Ayana Samuel · Ayana Samuel · commit ac5b95c105d7 · 2025-06-17T18:22:01.000+03:00
diff --git a/tests/test_task_4/test_model_training.py b/tests/test_task_4/test_model_training.py
@@ -3,6 +3,7 @@
 import pytest
 from joblib import load
 from src.task_4.model_training import train_and_compare_models
+from src.task_4.data_processing import prepare_claim_severity_data
 
 # Create a small dummy CSV for testing
 dummy_csv_path = 'test_dummy_data.csv'
@@ -11,6 +12,8 @@
 def setup_dummy_data():
     # Create a dummy dataset for claim severity with minimal rows and columns
     data = {
+        'UnderwrittenCoverID': [1, 2, 3, 4],
+        'PolicyID': [101, 102, 103, 104],
         'TotalClaims': [100, 200, 150, 300],
         'TotalPremium': [1000, 2000, 1500, 3000],
         'RegistrationYear': [2020, 2019, 2021, 2018],
@@ -20,7 +23,7 @@ def setup_dummy_data():
         'CalculatedPremiumPerTerm': [100, 150, 120, 130],
         'TermFrequency': [12, 12, 12, 12],
         # Add categorical columns as strings (with small number of categories)

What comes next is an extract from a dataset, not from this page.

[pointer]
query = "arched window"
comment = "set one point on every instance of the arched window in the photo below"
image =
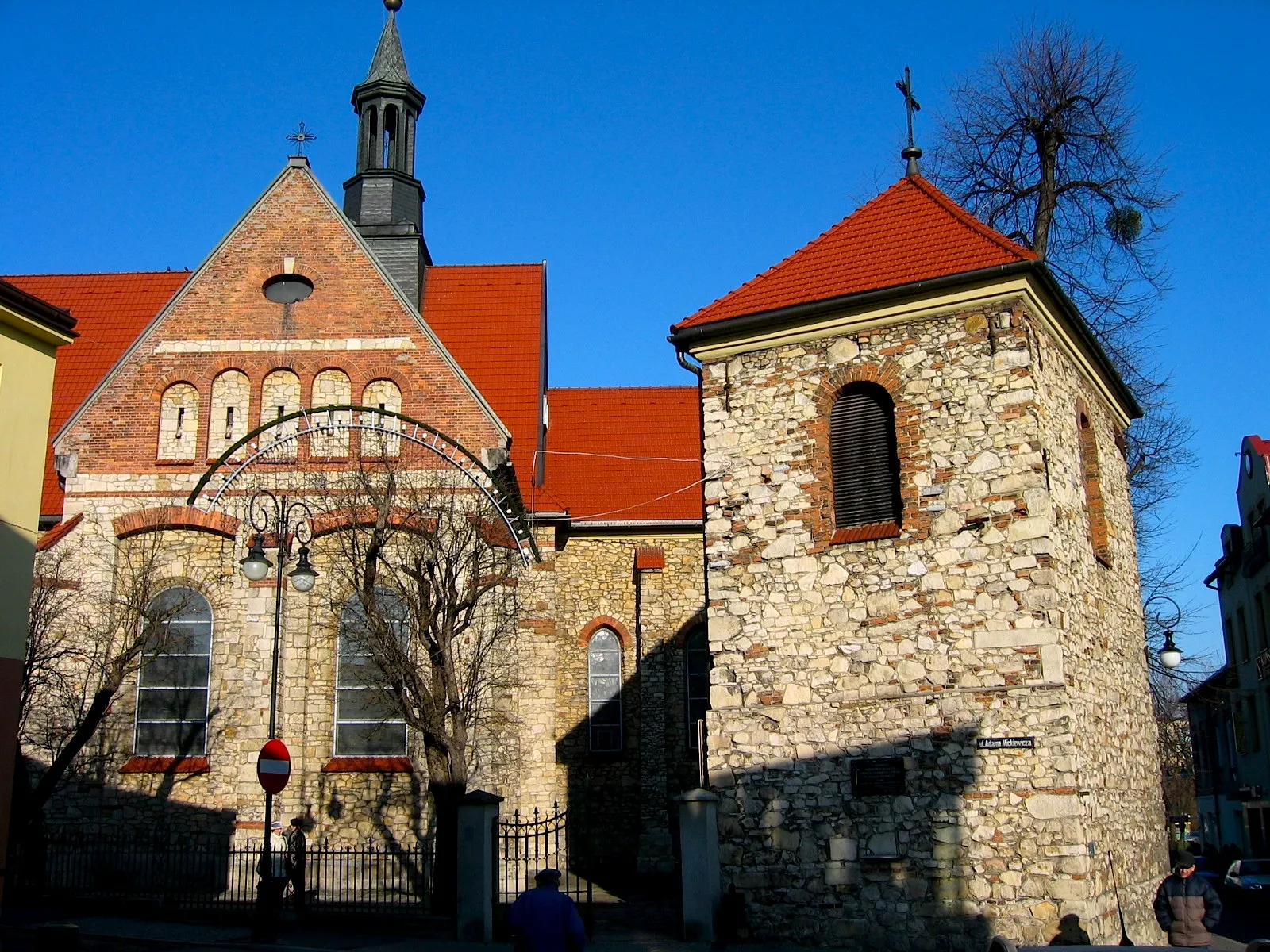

-        'Gender': ['male', 'female', 'male', 'female'],
+        'Gender': ['Male', 'Female', 'Male', 'Female'],
         'claim_indicator': [1, 0, 1, 0]  # Just to mimic full data format
     }
     df = pd.DataFrame(data)
@@ -29,7 +32,16 @@ def setup_dummy_data():
     os.remove(dummy_csv_path)
 
 def test_train_and_compare_models_runs():
-    best_model, best_name, results = train_and_compare_models(dummy_csv_path)
+    # Read the dummy data
+    df = pd.read_csv(dummy_csv_path)
+    # Assume 'TotalClaims' is the target
+    # X = df.drop(columns=['TotalClaims'])
+    # y = df['TotalClaims']
+
+    # Simple train-test split (2 train, 2 test)
+    X_train, X_test, y_train, y_test = prepare_claim_severity_data(df)
+
+    best_model, best_name, results = train_and_compare_models(X_train, y_train, X_test, y_test)
 
     # Check return types
     assert best_name in results